# How much does a typical vet visit cost you?



## girlggc

Hi. I'm pretty new to this dog ownership thing. Anyway, today I made an appointment for Xander to get his annual physical, and they said it would cost me $210 not including any blood tests that may be ordered. I was wondering if this cost is typical. Not that it matters, Xander is going to the vet either way since his health depends on it.


----------



## dansamy

Mine usually runs about $150 for a well canine visit. It includes boosters, heartworm check and exam. It doesn't include the box of heartworm pills.


----------



## ambercober

It depends on location too, in Ontario I paid more for vet services then I do now in New Brunswick. I think we paid apprx 150 as well, this was for all shots but now it's more staggard in frequency so we do some shots one year and different ones the next.


----------



## RonE

It will vary greatly by geographic area. Vets in a given area may also vary.

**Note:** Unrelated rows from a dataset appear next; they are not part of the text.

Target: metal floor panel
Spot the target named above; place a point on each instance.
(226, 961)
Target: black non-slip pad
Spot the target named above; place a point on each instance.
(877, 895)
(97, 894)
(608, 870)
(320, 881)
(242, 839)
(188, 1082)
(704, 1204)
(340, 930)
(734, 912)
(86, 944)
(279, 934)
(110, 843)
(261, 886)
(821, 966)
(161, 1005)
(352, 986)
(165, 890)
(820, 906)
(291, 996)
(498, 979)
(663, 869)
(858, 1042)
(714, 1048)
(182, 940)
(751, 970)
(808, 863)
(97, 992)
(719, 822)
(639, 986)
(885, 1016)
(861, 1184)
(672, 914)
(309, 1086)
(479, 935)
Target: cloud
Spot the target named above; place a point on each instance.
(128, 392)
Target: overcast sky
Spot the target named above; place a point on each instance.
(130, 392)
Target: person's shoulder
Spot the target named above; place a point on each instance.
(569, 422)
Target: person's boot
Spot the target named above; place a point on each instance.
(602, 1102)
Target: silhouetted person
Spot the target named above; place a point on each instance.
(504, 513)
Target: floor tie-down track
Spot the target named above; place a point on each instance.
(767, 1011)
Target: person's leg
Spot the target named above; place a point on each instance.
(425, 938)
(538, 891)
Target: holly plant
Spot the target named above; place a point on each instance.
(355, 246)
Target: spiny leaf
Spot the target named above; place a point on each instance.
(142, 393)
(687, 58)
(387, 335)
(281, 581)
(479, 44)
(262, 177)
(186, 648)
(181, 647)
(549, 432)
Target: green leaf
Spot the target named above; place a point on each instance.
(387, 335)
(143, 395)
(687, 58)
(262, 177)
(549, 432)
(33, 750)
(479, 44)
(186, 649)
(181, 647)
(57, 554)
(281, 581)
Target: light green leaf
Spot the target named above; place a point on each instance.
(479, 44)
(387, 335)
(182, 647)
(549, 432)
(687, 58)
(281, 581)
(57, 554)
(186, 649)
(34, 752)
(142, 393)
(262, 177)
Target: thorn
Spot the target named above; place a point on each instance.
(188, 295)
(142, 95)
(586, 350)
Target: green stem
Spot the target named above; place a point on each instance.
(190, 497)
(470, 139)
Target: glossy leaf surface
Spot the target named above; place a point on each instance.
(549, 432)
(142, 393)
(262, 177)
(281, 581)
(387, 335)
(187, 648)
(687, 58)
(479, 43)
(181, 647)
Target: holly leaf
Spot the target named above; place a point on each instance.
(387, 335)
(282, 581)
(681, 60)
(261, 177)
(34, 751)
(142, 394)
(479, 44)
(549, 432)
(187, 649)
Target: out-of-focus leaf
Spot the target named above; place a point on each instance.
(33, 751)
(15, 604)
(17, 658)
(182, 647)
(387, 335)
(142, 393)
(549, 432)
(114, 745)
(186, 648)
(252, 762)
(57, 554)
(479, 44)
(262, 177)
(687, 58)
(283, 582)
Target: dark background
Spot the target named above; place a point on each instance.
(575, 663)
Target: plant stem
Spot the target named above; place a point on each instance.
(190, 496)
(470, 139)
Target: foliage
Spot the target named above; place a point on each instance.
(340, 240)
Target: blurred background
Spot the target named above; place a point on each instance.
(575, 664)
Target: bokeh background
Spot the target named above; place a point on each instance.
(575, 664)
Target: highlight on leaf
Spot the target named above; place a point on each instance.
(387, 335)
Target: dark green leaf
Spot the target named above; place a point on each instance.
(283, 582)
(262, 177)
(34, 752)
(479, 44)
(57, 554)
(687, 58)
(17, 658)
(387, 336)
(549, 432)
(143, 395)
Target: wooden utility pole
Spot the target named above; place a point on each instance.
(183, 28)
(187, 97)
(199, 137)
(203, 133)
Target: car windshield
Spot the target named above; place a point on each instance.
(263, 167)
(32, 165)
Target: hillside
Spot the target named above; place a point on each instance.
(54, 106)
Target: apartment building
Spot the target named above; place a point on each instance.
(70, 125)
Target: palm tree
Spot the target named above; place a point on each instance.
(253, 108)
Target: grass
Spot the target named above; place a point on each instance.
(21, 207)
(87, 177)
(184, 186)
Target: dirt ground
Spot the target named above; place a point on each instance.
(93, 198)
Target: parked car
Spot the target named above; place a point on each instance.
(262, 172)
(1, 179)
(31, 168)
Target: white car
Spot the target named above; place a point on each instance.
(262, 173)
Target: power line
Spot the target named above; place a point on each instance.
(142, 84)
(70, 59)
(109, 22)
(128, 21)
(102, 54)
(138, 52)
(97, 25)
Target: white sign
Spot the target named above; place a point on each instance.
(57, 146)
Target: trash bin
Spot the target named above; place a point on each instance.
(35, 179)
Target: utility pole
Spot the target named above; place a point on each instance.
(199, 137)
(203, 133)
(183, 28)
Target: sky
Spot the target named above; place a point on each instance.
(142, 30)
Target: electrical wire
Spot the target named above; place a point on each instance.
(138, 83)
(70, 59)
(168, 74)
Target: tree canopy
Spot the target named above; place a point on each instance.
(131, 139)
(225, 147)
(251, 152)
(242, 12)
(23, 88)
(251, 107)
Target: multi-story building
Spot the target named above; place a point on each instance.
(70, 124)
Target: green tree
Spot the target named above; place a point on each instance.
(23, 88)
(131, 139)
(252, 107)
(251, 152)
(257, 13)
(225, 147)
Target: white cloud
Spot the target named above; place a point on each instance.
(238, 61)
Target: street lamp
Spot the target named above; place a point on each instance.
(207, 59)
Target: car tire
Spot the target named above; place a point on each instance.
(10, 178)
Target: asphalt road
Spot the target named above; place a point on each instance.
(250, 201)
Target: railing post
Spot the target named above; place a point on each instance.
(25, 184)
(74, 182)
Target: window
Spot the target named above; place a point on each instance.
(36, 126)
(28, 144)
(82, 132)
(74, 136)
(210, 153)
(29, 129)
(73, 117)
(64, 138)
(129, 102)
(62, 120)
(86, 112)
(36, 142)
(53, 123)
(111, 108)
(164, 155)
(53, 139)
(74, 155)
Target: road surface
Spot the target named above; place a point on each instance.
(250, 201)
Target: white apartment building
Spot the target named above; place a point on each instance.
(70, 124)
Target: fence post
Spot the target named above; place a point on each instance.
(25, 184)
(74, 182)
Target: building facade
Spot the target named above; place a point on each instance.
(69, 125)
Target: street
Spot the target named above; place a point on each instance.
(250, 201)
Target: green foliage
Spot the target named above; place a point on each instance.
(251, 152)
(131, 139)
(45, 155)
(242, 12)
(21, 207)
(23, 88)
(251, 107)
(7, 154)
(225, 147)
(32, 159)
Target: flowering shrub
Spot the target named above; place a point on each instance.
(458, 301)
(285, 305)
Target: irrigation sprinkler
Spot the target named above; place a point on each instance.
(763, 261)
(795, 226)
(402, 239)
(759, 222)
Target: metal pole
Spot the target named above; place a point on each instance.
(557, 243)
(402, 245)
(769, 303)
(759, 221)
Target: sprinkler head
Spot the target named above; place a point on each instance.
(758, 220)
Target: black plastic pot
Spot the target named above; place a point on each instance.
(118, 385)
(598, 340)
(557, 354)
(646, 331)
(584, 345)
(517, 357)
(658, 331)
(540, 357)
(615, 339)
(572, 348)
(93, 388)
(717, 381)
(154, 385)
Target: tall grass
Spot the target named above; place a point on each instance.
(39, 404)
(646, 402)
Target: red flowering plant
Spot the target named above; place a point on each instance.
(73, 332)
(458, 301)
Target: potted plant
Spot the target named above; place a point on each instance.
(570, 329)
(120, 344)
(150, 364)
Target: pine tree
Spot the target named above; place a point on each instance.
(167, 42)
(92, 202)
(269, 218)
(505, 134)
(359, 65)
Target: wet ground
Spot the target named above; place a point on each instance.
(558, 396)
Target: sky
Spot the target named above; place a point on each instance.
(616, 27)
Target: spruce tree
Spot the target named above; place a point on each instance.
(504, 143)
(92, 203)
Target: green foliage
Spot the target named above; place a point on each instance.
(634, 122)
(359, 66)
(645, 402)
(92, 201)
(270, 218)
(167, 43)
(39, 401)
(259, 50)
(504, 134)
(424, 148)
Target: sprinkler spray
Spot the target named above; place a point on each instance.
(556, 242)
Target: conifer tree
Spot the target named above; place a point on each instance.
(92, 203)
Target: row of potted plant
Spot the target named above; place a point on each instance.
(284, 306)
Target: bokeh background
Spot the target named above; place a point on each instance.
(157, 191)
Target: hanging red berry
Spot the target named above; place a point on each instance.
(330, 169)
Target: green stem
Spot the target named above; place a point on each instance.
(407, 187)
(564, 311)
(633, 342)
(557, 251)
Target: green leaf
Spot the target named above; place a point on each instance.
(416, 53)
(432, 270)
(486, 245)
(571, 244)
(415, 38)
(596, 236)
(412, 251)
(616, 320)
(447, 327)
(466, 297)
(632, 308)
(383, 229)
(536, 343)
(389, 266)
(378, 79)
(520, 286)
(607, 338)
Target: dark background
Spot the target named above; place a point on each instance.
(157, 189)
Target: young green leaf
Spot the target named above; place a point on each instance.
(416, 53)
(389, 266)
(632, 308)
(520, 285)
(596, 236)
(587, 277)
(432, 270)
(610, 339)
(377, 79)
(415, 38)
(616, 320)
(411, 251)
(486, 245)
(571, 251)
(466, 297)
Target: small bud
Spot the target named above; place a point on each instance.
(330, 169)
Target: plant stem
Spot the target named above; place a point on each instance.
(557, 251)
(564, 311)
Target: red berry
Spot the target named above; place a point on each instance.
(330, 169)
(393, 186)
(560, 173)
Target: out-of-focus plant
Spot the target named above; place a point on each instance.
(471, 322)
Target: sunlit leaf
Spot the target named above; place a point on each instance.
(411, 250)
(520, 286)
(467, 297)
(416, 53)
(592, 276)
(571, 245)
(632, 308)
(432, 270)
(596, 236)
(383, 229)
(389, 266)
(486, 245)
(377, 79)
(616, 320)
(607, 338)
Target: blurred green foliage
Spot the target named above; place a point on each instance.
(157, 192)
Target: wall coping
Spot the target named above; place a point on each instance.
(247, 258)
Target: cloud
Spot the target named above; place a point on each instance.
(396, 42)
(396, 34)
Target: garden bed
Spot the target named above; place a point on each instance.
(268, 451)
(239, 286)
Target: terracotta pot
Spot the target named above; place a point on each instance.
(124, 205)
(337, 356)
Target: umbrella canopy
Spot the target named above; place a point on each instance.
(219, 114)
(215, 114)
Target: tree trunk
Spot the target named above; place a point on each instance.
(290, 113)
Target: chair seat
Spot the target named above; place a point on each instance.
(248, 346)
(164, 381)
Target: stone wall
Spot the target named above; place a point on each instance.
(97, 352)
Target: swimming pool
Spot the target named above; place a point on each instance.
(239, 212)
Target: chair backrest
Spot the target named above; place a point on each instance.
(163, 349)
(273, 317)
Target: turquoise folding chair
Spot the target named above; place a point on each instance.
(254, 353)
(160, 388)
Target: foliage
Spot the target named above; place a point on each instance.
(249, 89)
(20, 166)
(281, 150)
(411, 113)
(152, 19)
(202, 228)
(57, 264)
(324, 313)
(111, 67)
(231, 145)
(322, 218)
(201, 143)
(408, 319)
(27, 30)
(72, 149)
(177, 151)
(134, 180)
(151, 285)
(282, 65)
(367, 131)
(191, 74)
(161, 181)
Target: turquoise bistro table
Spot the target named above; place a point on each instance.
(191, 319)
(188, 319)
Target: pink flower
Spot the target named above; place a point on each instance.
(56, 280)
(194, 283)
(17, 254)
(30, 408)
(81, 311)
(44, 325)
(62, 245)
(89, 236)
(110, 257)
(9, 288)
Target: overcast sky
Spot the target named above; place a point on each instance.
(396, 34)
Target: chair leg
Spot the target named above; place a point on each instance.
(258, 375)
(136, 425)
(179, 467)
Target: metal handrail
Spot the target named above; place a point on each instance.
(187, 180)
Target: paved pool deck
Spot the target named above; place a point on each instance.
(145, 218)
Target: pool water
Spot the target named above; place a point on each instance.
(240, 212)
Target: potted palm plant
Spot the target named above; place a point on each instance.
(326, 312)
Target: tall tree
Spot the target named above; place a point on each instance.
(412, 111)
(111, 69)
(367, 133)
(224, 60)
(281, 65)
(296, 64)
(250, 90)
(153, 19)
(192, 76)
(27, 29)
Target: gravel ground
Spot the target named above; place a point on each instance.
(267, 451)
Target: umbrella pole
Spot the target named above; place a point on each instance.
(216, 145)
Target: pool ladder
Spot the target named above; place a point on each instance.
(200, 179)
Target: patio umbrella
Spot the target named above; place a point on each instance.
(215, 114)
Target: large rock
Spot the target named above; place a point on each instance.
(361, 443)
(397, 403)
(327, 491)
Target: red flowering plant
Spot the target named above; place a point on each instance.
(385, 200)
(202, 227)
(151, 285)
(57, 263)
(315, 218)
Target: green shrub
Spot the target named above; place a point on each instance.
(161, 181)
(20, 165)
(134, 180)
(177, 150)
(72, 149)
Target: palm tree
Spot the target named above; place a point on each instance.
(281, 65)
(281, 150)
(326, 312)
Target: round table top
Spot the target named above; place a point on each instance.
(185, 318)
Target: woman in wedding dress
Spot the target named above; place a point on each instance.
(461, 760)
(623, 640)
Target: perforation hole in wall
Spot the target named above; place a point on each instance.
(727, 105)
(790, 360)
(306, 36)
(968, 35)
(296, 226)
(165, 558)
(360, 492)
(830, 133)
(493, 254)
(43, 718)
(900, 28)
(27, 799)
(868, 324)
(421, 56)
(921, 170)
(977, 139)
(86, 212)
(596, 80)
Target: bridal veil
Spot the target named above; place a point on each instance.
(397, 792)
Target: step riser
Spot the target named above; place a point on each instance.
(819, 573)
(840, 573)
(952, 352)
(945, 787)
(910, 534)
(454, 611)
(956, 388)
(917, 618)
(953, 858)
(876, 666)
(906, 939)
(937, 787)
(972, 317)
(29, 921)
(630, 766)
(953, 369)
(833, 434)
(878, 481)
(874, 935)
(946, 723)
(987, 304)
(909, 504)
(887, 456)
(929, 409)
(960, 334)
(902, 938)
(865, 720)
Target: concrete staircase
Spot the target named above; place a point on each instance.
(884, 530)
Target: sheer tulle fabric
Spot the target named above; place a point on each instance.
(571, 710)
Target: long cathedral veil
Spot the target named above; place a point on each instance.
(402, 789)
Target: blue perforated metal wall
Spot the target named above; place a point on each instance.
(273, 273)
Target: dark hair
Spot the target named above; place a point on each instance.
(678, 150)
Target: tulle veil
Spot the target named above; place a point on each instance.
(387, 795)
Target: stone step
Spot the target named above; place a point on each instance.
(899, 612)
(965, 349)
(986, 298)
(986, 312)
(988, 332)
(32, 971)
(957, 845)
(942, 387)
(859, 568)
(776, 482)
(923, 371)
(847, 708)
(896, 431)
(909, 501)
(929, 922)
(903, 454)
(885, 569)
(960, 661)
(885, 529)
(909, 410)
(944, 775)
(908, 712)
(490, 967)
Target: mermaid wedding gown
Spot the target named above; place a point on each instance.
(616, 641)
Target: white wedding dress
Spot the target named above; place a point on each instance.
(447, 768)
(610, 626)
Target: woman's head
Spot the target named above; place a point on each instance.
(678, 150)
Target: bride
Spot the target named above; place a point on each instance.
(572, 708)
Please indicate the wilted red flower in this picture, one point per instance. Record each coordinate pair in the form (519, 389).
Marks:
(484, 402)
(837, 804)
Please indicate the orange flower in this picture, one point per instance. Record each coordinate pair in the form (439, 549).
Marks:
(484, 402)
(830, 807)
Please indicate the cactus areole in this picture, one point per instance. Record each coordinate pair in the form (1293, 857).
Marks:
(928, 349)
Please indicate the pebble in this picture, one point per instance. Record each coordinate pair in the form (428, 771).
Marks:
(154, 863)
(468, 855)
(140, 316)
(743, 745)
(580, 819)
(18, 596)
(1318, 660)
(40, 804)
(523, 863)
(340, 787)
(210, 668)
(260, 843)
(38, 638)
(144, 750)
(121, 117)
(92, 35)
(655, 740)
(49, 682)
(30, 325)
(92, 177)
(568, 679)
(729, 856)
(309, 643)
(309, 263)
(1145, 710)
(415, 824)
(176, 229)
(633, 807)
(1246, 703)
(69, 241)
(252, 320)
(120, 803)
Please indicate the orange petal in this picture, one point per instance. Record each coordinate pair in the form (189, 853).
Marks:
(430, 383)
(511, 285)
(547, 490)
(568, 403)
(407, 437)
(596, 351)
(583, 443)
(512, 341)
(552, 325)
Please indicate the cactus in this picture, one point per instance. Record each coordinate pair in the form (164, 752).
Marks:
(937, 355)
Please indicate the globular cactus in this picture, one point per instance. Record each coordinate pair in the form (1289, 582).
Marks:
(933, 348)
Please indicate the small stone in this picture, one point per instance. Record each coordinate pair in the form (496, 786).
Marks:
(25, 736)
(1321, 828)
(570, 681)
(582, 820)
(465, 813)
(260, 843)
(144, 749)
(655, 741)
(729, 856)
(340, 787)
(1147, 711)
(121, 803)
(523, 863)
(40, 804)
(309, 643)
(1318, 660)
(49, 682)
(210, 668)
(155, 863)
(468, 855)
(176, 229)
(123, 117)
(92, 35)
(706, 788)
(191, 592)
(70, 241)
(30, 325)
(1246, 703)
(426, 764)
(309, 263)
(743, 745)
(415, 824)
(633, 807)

I had people tell me I could save a lot of money by switching vets a few years ago, but he took terrific care of my dogs and I had no reason to switch. There are probably some that are over-priced for no justifiable reason, though.

Some things will also depend on the size of the dog - specifically Heartguard and Frontline and possibly some vaccinations.


----------



## harrise

Heh, my bill is usually $700-$1000. Speaking of vet visits, next month is coming way too fast.


----------



## lovemygreys

I rarely get out of the vets for under $100. The visit is $44 and any tests or xrays they do is going to be additional. $200 to take Harmony in last week and that was for an xray, blood panel and exam. She was referred from our vet a specialist and we are at $3000 and counting and they aren't sure what's wrong with her yet. Sometimes you just never know how much a visit will be.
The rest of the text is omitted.